As a senior I can pretty quickly tell in the languages I write in often, when something is a smell, and if you keep repeating some code smells for a like a year you'll start seeing compounding effects on development speed. Understanding when to allow those with good reason and when to coach someone to stop doing those is an important skill for a senior imo.

But it's definitely not immediate, way more of a pernicious concern, the codebase will effectively rot until it's painful to make changes.



Eh, I've seen a number of startups sunk (as in went-out-of-business sunk) because of code quality issues. Eventually you hit a wall where every bug you fix introduces more bugs, and the product does not converge to a state where you can launch it. Then the VCs start getting impatient and you run out of money.

The point where this happens depends a lot on problem domain. If you're doing well-understood CRUD-screen database stuff but applying it to a novel business domain, you're probably not going to hit code quality issues. If you're doing heavy algorithmic, OS, financial, or networking stuff, though, where failures compound and any one bug might take the whole system down, you really want to pay up for experienced developers that have seen all the ways these systems can fail.


Oh sure, I didn't mean to suggest code quality can't kill a business. I however think like you said it's very domain dependent on how quickly that happens. I think taking on no debt wrt to code quality is impossible though and knowing how to take on that debt and pay it down to effectively meet the broader business goals without doing irreparable harm is something everyone has to contend with while being a dev.

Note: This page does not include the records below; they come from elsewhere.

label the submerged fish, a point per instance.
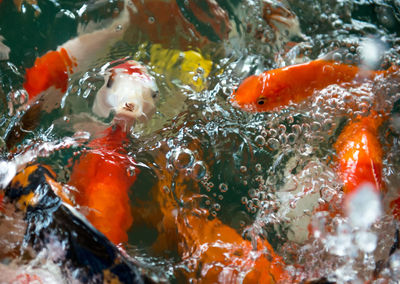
(280, 87)
(84, 253)
(359, 154)
(210, 251)
(104, 175)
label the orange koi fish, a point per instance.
(221, 255)
(103, 181)
(359, 153)
(277, 88)
(54, 68)
(213, 251)
(102, 175)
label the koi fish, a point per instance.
(156, 20)
(50, 221)
(358, 162)
(359, 154)
(47, 80)
(102, 175)
(213, 251)
(223, 256)
(54, 68)
(103, 181)
(280, 87)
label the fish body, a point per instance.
(129, 91)
(278, 88)
(359, 154)
(223, 256)
(103, 179)
(211, 251)
(83, 250)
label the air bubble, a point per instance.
(291, 138)
(166, 189)
(199, 170)
(182, 158)
(260, 140)
(131, 171)
(273, 143)
(223, 187)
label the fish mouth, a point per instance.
(131, 112)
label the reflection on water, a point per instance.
(265, 179)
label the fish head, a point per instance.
(260, 93)
(129, 91)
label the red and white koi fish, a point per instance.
(104, 175)
(280, 87)
(54, 68)
(129, 91)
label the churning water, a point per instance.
(261, 174)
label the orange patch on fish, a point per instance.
(278, 88)
(213, 251)
(52, 69)
(103, 182)
(359, 154)
(223, 256)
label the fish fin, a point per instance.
(334, 55)
(93, 26)
(89, 46)
(4, 50)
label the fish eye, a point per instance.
(261, 101)
(110, 81)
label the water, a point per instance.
(261, 174)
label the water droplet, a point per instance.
(273, 143)
(182, 158)
(131, 171)
(199, 170)
(260, 140)
(166, 189)
(291, 138)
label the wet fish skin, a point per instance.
(86, 248)
(277, 88)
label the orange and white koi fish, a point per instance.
(102, 179)
(102, 175)
(280, 87)
(359, 154)
(212, 251)
(54, 68)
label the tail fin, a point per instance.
(121, 21)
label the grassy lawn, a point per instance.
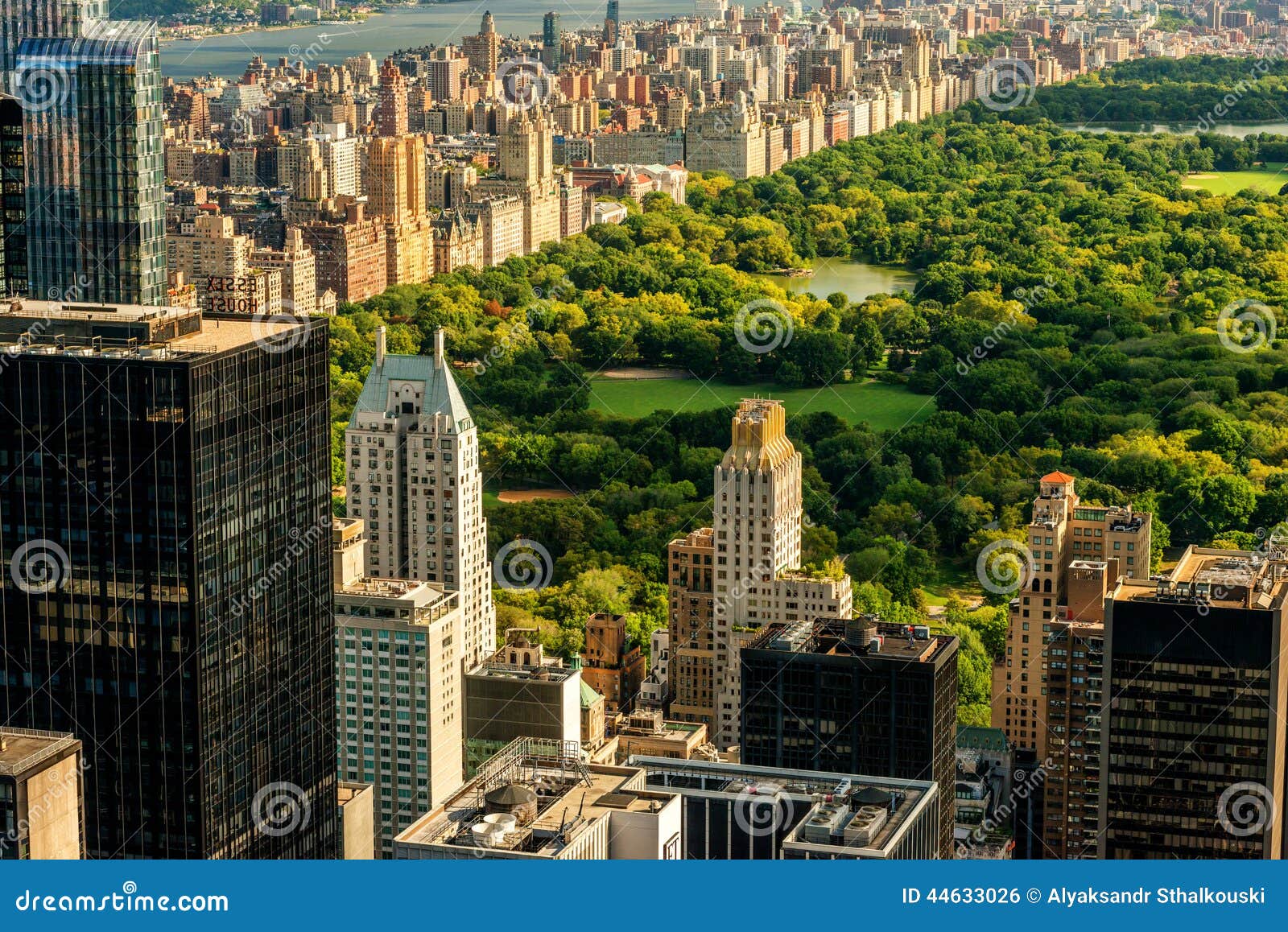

That said, I can really only speak to web api dev, data engineering and search. I'd say out of all of those search was the tightest area with regards to quality and even then I was lucky to be working with another very talented dev. Him and I didn't run into very many issues we were unable to solve with scaling the technology even after hitting 100m pages or so and we could have kept going on scale but we were cost constrained, navigating the business side was far more challenging for us.

I'll admit as well I've been pretty lucky so far to work in situations where code quality is considered and managed and haven't yet worked somewhere where the concerns were entirely ignored or the team didn't care.